Streaming XPath is IMHO the only solution to query big XML files if you don't have an XML database. Simple queries are even not necessarily slower, at least not slower than reading a big XML file into DOM and executing queries on that. It's probably sufficient for simple applications but for complex queries (or general queries, e.g. not a subset of XPath but all the axis and semantic sugar) it will probably be slower.

PS: reading more into the STX it seems like an effort to standardize streaming XPath processors. Especially the STXPath seems to be interesting. The specification defines some sort of a minimum context for processors to provide. Programmatically this example of a streaming XPath .NET API seems interesting.

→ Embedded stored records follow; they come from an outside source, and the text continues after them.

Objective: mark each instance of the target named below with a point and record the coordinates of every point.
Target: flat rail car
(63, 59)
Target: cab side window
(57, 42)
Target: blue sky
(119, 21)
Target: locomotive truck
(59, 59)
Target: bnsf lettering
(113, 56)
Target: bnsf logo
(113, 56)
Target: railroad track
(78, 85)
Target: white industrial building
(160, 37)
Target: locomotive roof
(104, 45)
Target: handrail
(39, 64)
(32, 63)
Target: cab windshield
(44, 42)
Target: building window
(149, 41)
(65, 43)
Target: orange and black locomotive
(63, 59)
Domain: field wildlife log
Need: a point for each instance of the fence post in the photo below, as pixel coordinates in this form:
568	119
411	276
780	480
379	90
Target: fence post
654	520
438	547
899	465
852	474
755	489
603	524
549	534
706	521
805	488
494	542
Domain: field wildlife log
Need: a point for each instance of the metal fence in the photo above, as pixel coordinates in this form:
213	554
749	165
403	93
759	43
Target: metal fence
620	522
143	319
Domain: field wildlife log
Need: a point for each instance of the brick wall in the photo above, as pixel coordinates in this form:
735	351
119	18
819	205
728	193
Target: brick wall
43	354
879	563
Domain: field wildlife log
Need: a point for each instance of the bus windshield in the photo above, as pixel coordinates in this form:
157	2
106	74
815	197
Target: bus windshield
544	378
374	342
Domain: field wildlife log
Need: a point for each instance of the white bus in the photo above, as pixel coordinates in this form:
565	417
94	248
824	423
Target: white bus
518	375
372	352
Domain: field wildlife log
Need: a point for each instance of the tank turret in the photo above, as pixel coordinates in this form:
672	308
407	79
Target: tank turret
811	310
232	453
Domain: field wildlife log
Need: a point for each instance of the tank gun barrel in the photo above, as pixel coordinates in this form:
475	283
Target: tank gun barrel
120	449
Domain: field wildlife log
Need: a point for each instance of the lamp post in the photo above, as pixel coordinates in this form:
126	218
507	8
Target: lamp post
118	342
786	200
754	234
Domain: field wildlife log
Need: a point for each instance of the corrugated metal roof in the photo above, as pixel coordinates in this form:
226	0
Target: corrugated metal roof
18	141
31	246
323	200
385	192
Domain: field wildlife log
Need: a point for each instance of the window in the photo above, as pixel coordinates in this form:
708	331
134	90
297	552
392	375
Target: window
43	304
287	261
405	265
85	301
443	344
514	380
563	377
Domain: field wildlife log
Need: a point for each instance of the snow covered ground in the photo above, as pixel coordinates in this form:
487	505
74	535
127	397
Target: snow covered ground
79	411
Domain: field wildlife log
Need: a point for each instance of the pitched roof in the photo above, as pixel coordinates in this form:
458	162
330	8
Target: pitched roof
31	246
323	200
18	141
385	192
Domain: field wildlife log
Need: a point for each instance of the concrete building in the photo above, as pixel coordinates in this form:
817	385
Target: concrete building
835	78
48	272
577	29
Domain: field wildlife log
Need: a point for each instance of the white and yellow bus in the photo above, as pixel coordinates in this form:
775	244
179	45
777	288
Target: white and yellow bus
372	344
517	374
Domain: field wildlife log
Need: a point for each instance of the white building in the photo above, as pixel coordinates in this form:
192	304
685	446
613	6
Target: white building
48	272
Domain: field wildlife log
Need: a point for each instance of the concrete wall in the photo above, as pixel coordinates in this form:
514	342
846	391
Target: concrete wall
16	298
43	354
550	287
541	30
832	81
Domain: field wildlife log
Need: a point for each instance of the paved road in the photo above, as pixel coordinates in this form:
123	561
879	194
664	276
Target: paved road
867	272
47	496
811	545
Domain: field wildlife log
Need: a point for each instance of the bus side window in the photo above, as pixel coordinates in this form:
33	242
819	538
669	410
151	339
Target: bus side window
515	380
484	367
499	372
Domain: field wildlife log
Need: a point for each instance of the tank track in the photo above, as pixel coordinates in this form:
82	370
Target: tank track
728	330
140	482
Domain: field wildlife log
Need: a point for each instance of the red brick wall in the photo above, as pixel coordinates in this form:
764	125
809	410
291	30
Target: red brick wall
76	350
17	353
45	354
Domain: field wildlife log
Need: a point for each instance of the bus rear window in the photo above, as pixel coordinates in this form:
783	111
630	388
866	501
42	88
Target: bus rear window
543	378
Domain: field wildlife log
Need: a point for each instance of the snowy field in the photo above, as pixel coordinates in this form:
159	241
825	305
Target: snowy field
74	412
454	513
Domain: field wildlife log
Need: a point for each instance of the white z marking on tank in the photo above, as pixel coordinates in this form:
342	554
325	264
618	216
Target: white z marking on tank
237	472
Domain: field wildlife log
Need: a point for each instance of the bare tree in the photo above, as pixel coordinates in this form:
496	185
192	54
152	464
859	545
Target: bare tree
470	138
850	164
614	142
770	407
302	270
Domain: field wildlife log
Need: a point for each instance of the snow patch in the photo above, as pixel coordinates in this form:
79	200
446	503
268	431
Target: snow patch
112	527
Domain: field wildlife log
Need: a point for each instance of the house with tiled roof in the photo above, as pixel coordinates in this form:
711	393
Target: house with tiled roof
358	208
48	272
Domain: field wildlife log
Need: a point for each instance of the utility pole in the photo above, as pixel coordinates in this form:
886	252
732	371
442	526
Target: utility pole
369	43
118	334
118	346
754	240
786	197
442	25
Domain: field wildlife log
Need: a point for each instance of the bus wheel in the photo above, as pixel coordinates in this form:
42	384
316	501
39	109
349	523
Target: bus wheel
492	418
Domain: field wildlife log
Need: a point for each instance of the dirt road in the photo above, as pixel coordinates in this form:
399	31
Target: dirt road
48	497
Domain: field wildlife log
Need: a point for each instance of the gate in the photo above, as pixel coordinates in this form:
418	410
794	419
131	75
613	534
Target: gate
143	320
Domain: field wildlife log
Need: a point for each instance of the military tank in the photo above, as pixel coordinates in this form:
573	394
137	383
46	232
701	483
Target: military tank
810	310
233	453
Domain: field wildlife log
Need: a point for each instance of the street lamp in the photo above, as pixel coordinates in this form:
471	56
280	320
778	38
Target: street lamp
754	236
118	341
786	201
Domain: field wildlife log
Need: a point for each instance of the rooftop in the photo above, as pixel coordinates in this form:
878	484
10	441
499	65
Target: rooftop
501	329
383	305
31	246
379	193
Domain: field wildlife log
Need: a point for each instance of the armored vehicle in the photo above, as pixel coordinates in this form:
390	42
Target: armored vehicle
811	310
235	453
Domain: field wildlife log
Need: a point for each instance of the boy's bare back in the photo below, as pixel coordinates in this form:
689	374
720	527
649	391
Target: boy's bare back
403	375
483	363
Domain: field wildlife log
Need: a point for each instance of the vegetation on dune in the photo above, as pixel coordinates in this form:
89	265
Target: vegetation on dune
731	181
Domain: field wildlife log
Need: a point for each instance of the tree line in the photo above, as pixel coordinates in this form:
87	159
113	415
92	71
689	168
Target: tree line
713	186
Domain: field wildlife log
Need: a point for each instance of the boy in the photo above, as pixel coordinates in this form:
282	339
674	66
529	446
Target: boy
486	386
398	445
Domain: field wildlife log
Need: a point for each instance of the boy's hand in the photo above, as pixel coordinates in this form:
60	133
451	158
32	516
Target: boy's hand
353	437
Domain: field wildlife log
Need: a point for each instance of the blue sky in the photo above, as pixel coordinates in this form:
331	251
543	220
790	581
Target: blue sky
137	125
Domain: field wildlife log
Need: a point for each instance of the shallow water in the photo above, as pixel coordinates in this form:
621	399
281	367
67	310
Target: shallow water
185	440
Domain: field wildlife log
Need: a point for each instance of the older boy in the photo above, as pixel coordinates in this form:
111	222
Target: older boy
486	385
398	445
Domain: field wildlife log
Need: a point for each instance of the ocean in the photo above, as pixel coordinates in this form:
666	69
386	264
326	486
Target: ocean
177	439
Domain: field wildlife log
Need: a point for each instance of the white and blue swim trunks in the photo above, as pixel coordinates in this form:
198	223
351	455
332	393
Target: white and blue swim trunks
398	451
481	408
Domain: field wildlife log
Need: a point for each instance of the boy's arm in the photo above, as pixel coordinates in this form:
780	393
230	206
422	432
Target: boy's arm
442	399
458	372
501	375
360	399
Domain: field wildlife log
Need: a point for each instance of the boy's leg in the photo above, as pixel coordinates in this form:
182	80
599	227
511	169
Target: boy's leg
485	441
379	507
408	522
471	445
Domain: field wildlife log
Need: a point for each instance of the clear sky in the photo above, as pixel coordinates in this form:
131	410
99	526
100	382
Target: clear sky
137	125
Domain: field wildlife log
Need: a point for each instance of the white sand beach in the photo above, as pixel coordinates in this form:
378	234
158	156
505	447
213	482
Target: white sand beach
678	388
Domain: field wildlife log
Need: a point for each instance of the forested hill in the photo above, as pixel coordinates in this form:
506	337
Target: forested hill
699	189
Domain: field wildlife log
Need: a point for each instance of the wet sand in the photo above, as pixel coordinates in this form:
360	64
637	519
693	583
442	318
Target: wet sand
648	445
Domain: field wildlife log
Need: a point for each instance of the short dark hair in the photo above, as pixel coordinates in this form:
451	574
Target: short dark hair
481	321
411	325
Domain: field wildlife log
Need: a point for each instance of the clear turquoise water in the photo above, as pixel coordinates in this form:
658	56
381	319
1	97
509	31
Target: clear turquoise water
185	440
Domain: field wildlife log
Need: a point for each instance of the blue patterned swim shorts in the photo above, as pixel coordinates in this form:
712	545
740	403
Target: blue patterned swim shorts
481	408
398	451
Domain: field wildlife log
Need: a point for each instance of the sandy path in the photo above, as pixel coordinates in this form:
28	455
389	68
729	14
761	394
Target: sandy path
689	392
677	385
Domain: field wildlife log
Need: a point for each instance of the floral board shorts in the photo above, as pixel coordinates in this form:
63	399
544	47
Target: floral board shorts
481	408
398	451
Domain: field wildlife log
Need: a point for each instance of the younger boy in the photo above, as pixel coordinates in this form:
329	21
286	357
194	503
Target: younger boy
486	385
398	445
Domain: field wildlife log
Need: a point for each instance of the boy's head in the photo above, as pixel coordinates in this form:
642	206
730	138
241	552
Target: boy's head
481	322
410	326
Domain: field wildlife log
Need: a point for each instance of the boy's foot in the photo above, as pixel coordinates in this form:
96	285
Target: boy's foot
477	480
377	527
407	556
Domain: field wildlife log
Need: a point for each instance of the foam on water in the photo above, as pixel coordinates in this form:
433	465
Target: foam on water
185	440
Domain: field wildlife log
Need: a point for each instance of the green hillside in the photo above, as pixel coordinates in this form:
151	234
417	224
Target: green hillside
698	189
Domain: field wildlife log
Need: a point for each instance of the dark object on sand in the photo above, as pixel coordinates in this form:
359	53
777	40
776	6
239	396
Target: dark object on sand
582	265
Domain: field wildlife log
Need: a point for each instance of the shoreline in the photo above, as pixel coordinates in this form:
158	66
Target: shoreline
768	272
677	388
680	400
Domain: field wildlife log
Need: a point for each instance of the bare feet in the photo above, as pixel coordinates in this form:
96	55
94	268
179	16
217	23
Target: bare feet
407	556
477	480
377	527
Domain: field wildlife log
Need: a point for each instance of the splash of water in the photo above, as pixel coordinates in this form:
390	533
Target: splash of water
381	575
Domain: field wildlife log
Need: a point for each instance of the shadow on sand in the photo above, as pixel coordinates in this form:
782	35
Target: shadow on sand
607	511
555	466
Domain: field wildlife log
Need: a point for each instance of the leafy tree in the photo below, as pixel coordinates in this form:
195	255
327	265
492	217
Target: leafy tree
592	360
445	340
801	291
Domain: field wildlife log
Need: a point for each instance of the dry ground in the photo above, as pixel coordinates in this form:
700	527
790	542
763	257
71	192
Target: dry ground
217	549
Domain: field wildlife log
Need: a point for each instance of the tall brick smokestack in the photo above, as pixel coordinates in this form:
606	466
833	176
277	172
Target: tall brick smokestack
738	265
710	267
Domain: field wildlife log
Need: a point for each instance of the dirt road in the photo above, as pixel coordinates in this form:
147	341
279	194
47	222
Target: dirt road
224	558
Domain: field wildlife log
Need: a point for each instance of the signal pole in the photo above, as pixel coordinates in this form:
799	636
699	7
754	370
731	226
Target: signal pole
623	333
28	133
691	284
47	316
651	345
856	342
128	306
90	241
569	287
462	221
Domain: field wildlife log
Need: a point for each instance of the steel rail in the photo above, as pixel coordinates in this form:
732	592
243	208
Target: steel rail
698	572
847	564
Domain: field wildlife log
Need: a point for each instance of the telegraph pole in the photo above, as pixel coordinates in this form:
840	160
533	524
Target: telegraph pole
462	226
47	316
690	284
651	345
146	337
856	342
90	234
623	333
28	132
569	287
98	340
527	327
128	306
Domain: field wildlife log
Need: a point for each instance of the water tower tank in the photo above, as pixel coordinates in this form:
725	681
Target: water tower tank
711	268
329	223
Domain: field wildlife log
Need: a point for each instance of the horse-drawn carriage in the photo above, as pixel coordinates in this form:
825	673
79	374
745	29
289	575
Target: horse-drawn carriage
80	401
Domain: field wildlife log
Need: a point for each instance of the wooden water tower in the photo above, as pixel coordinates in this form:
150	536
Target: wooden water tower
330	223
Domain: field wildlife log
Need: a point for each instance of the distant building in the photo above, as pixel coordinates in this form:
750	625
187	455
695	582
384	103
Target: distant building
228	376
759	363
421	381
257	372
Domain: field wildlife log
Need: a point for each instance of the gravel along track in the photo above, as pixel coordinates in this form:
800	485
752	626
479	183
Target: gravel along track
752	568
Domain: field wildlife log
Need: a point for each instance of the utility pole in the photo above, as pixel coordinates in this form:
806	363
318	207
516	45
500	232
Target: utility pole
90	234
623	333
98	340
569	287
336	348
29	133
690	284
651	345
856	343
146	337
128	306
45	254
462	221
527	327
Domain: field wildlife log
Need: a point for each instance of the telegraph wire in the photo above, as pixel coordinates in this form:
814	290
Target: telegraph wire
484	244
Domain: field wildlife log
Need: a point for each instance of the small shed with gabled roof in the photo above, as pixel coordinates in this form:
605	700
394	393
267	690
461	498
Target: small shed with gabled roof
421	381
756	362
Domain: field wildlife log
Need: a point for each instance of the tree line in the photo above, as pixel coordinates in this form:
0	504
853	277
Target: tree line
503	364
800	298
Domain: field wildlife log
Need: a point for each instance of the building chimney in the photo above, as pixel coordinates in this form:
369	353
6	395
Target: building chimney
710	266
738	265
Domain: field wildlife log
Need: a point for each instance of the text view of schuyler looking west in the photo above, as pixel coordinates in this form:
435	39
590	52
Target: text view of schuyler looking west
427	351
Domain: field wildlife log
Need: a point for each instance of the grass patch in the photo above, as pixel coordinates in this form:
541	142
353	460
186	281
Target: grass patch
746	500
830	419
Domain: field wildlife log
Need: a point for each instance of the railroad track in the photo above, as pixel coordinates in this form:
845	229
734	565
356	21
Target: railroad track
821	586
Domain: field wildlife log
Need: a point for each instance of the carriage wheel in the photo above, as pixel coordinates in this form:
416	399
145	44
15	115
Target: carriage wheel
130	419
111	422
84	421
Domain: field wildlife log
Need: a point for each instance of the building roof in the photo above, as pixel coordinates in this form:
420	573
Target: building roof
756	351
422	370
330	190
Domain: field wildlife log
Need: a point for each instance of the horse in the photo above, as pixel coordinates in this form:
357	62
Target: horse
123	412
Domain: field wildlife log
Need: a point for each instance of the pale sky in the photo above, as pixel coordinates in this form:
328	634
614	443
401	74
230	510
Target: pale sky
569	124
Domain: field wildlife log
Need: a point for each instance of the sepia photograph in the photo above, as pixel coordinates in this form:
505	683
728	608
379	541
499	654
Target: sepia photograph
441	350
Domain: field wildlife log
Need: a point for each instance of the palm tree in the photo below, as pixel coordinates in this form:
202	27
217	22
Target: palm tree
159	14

It shows how you can filter relevant nodes out of a stream and assign a handler to them. This seems to remove the need to implement awkward DOM navigation or SAX handlers (mind you, context aware ones!) but leaves the interpretation/handling of the XML to you own C# code. This should - for example - enable users to easily parse XML and create their internal data representation from it.

Streaming XPath? You don’t stream trees!

Martin , I am aware that you can process a subset of XPath and XQuery using a streaming processor (there is a BEA-sponsored project that does that for XQuery), but this is not the way you tend to think when working with streaming XML.

For streaming XML